Rimettersi in gioco in un mondo esso stesso in piena trasformazione: al via la 55a edizione di Visions du Réel
Visions du Réel compie 55 anni, l’età in cui tipicamente si comincia a fare un bilancio della propria vita. E mentre l’équipe del festival non può che essere contenta dell’ottimo livello delle opere presentate in tutti questi anni, Rogier Kappers con il suo Glass, My Unfulfilled Life, presentato ieri nella serata di preapertura, sembra anche lui soddisfatto della non facile scelta di cambiare completamente la propria vita a cinquanta anni passati. Kappers sceglie di mostrare il lato surreale, a volte chiaramente comico, di molte situazioni, ma questo tocco leggero è controbilanciato dalla fragilità, metaforica e reale, della sua condizione, rappresentata esplicitamente dai bicchieri di vetro che, contro ogni aspettativa, sopravvivono perfino alle rudi manovre di caricamento nella stiva di un aereo per Dubai. Ed è tempo di bilanci e scelte anche per la piccola comunità di Mandø, isola danese accessibile via terra solo con la bassa marea, e le cui fattorie sono sempre più spesso inondate a causa dei cambiamenti climatici in corso: per la proiezione speciale nella cerimonia di apertura è stato scelto l’ottimo As the Tide Comes In (Før stormen) di Juan Palacios e Sofie Husum Johannesen (co-regista). Il tenero Gregers, il più giovane abitante dei 27 ultimi residenti, prova a cercare l’anima gemella grazie ad una trasmissione televisiva, mentre i veterani, all’arrivo delle sempre più frequenti e violente tempeste, guardano all’orizzonte e dicono con tono rassicurante: “è solo un po’ di vento”.

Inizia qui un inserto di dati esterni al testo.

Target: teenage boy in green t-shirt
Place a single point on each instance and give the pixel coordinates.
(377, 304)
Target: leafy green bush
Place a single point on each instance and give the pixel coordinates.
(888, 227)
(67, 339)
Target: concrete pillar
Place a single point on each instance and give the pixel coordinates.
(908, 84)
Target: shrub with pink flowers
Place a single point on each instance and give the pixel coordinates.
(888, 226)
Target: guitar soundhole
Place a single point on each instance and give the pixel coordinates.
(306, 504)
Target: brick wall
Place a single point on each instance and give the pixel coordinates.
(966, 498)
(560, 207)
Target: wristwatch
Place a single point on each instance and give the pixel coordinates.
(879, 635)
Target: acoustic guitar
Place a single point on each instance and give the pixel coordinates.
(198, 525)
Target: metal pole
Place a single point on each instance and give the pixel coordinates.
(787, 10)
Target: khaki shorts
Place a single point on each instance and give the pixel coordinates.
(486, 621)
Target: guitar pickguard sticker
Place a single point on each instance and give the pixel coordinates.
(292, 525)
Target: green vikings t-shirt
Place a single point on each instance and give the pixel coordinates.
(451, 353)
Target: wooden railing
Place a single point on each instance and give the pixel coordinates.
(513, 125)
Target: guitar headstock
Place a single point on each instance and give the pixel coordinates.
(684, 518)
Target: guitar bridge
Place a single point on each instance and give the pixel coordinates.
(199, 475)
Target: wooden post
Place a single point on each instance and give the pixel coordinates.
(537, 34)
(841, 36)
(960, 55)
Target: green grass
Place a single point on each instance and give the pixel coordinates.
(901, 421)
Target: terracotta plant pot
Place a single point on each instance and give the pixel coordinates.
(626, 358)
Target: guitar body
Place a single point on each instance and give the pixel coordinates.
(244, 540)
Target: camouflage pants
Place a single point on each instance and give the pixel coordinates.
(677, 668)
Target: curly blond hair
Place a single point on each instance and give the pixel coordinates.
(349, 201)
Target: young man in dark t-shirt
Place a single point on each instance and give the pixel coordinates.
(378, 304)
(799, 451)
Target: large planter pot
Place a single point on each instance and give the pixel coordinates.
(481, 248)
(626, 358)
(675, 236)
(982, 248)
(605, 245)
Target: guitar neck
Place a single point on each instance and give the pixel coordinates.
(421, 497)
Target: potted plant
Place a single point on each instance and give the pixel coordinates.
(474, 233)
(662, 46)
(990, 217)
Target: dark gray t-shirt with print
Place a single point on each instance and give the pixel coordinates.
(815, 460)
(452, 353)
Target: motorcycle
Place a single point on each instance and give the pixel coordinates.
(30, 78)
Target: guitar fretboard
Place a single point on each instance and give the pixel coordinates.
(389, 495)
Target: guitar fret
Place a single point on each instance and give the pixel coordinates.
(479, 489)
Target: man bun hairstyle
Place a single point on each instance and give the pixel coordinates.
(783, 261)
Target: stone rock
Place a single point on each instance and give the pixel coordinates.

Nella Doc Alliance Selection nel cortometraggio Grandmamauntsistercat Zuza Banasińska scava negli archivi dei film educativi, li monta con verve, ironia e rigore, ed ottiene una rassegna della scientificità delle tesi a sostegno della segregazione delle donne dagli esiti tragicamente ridicoli: perché se è vero che molta strada è stata fatta per l’emancipazione delle donne, la domanda è se per caso ancora oggi siamo vittime (più o meno) inconsapevoli di dogmi spacciati per verità scientifiche. Segue il lungometraggio The Gate di Jasmin Herold e Michael David Beamish, inquietante analisi del nostro rapporto alla violenza istituzionale: che si tratti degli abitanti di un villaggio a prossimità di una base militare i cui scopi sono coperti da rigoroso segreto, del cappellano militare o dei familiari di un soldato misteriosamente scomparso tutti sembrano accettare come necessaria una istituzione, le forze armate, a cui viene delegata la violenza collettiva.